Sowing the seed in a seed-starting tray will certainly provide you with an earlier harvest and stronger plants. Spinach grows extremely well after being transplanted; you will harvest up to 2 weeks earlier from transplants.
Spinach seed sown directly in the soil is also quite easy and productive. Because seedlings are more temperamental than transplants, more attention to soil moisture is important. They will not tolerate being dried out. When they flag (wilt), water as soon as possible; recovery is usually 100%.
In either case, practice multiple plantings; don't rely on just one round of transplants or sowing. Start new plants every 7-10 days to continually have a perfect assortment of varieties and leaf textures for every culinary usage.
How to Grow/Growing Tips
Fertilizer is best applied as a pre-plant at a rate of 3 lbs. per 100 square feet. The ideal ratio of a fertilizer would be 2-1-1 (10-5-5). Spinach enjoys near neutral pH, and will grow well if your pH is between 5.8 and 7.0. Spinach will grow in full sun, but part sun is fine. If your soil is low in organic matter, add compost or any compost-like amendments before you plant, and work into soil. Spinach will seek the organic matter that was incorporated into your soil. If organic matter is good, side dress plants about 2 weeks after planting with compost or manure for some additional nitrogen to keep the plants growing strongly.
If you plant transplants, space them 5-6'' apart in the row, and in rows 12-15'' apart. For direct sown, sow seed in a 1/4" to 1/2'' deep indentation, around 20 seeds per foot. Thin seeds as they grow to 3-4'' apart, and as you thin, enjoy the small delicate leaves in your salads.
Keep the spinach plants well watered; they are shallow-rooted, and the soil should be kept moist to the touch. Compost and other organic products work exceptionally well in retaining moisture for the spinach. Spinach is a heavy feeder. At first sign of leaves yellowing, fertilize or add more compost.
Harvesting Tips & Storage
Harvesting will begin as early as 2 weeks from transplants and 4 weeks from direct-sown seed. Always begin cutting with the older leaves, allowing for the smaller inner leaves to grow for later harvest. Harvesting can also be done by nearly removing all the foliage. Retain just a few leaves, and the plant will initiate growth again from the remaining leaves.

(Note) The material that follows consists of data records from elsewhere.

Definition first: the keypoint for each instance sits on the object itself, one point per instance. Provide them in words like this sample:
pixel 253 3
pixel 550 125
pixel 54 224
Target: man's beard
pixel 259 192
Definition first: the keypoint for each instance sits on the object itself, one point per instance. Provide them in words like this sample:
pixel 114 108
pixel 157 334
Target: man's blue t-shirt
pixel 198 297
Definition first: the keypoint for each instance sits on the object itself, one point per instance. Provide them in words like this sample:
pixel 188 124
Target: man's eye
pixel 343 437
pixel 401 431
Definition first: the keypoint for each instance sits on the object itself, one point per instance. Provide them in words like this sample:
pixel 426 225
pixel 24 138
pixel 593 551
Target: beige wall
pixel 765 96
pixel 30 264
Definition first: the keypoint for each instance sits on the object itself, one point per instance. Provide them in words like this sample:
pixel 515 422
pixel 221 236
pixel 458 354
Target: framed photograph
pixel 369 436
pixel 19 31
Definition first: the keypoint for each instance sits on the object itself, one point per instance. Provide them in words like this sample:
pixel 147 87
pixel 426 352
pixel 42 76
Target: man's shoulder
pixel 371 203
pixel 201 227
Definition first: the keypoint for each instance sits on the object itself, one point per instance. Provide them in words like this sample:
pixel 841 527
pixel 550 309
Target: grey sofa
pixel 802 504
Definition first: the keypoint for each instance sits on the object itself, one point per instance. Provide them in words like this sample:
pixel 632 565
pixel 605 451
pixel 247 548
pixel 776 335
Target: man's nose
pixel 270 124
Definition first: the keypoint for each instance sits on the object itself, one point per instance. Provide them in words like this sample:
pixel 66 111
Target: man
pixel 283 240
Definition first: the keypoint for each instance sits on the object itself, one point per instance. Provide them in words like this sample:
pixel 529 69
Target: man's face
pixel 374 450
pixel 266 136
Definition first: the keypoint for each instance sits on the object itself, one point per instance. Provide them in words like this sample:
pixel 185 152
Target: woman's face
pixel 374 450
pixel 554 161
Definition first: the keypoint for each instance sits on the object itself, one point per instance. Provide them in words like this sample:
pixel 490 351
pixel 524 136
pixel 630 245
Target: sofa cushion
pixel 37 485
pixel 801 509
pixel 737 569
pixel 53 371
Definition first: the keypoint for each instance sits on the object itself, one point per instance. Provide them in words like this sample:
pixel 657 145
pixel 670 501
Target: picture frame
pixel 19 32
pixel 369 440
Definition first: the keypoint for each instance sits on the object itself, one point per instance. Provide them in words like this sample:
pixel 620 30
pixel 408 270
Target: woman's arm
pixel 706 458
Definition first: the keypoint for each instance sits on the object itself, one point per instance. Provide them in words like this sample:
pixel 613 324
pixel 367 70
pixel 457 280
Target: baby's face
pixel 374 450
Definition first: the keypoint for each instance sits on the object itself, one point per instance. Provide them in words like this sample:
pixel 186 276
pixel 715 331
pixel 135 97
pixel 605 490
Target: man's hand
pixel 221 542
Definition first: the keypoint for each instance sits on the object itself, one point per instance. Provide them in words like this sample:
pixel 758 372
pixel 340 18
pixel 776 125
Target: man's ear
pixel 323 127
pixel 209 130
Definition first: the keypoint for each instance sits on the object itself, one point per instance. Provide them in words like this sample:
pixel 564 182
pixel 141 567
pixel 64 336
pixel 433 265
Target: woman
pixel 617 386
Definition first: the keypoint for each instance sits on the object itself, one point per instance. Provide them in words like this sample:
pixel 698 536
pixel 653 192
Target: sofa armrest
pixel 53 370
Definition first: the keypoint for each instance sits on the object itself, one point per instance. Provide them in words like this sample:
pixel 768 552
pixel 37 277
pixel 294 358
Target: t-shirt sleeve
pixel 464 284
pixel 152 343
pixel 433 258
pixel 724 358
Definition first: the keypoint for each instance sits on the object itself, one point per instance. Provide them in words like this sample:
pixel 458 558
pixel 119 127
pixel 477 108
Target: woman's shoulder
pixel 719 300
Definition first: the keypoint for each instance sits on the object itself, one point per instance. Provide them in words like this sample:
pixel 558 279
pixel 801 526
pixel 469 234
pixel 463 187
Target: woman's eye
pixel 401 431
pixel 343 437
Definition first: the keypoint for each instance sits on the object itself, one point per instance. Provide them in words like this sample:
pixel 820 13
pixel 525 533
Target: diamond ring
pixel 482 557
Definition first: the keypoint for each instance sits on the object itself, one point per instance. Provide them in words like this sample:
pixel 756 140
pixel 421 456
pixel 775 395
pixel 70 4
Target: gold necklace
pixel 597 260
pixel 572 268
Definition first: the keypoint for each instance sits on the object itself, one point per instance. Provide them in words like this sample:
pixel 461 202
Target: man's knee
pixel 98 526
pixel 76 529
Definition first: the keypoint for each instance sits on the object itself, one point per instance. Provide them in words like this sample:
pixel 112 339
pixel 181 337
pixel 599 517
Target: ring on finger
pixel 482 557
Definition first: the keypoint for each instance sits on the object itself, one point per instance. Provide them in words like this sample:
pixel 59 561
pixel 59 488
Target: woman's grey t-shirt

When cutting spinach for storage, wash the leaves in cool water and allow them to air dry. Place in an airtight container or bag, then place in refrigerator and use as needed.
There are many techniques for freezing, from a rapid hot water blanch to using a microwave. For more information on various spinach freezing techniques, contact your local extension service. Spinach holds well in the freezer for 3-4 months.
Want to know more?
Spinach is one of the best sources of the daily requirement of vitamins A, B and C, calcium, iron and amino acids. It is also very high in protein, rivaling meat. Spinach is beneficial in preventing cancer due to its anti-oxidants content and especially important in preventing macular degeneration due to the lutein and vitamin A. There is no better roughage for maintaining the digestive system. Try adding spinach leaves to fruit smoothies and protein blender drinks for increasing the vitamins and proteins. You will not taste the spinach; it is masked in the fruit flavors. Spinach has other plant relatives: Beets and chard are other healthy vegetables for fall growing.